Post # 1
So I will be writing all about my wonderful bridal shower for the bio section, this is actually for emotions. It’s wierd and I am not sure if I am the only one that has felt this way after theres. So i am reaching out to my bees.
I think the whole thing may have “finally” hit me. With 4 weeks to go and some odd days I think it really hit me. I started to get all teary at the end of the bridal shower for no apparent reason. I am filled with so much happiness but at the same time sadness. Not sure why? lol Its wierd. I am like having an “emotional” heart attack. Wierd i know but thats the best way to say it. So many emotions are running at once right now. I just don’t know what to do. lol
I think if i sleep, tomorrow am i will wake up freash lol which will most likely happen but as to why i am having an emotional heart attack i HAVE NO IDEA.
Has any other bees been hit with this after a shower or at any point before the wedding. I think mine happened today because of all the family that was there and the love that i was surronded with. O geez getting all teary up just typing this shit .lol. Ughhh. i think maybe my period has a little emotional part but its much more right now.

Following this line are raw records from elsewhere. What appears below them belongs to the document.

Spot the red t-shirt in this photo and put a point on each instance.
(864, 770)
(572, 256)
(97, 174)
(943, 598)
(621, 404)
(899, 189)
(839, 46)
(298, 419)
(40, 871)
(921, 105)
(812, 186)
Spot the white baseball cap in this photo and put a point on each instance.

This isn’t a vent or anything just more like a diary type entry as to I HAVE NO IDEA lol why i feel this way sort of thing. I hope you guys understood me lol cause i feel like i just blabbed this whole thing. I will shut up now. Thank you for readin if you got this far.
🙂 Love my bees.
Post # 3
Being the center of attention for a prolonged period of time, feeling very loved, realizing that you’re about to go through a major symbolic life change, navigating the change between “childhood” and “adulthood,” wedding stress, and period emotions!
I felt completely tapped out and giddy after my shower…and then found out later that night that my mom was going to have to have a hysterectomy. (She’s fine, but damn was that a day of incredibly intense emotions.)
Post # 4
I was super anxious for my shower! The day of I was filled with joy/hapiness and so many other emotions. After it was all over, I returned home with gifts from all my loved ones. Reading all their well wishes and showing my Fiance (at the time) the heartfelt gifts made me feel so loved. Many of my family members handmade quilts, blankets, shawls, scarfs for me.
The next day reality really sunk in. we were getting married. I began to get nervous, but eventually it wore off. I just tried to remind myself what I was thinking and feeling when we got engaged and when we were in the beginning stages of planning….you know, when it was all easy-breezy and fun 🙂
just try to relax, think about the bigger picture, and enjoy every minute of wedding stuff…even the stressful planning. Here I am, three months into my marriage and I can’t let go of the Bee!!! I miss planning the wedding but at the same time, I am so glad it is over (the last week was pretty darn stressful!)
Post # 5
I tend to get choked up when I have a large gathering of people who are there to support me and I make a thank you speech. I pretty much wept one Thanksgiving and last year I almost did the same thing. I did not at the shower though, I was just on such a high. I was truly surprised at who all came out to the shower (in the downpour too) and at the wonderful (and plentiful) gifts I received. I could not stop smiling from ear to ear.
Post # 6
I didn’t have a shower so I can’t speak to that but I remember when I got my last hair cut before the wedding and I randomly started crying! I think all the emotions of it really happening.. being so close and the stress of the wedding all just hit me. I was completely caught of guard but my hair stylist said that I wasn’t the first bride to cry at the “last haircut before the wedding”. It’s just alot of emotions all at once, totally normal.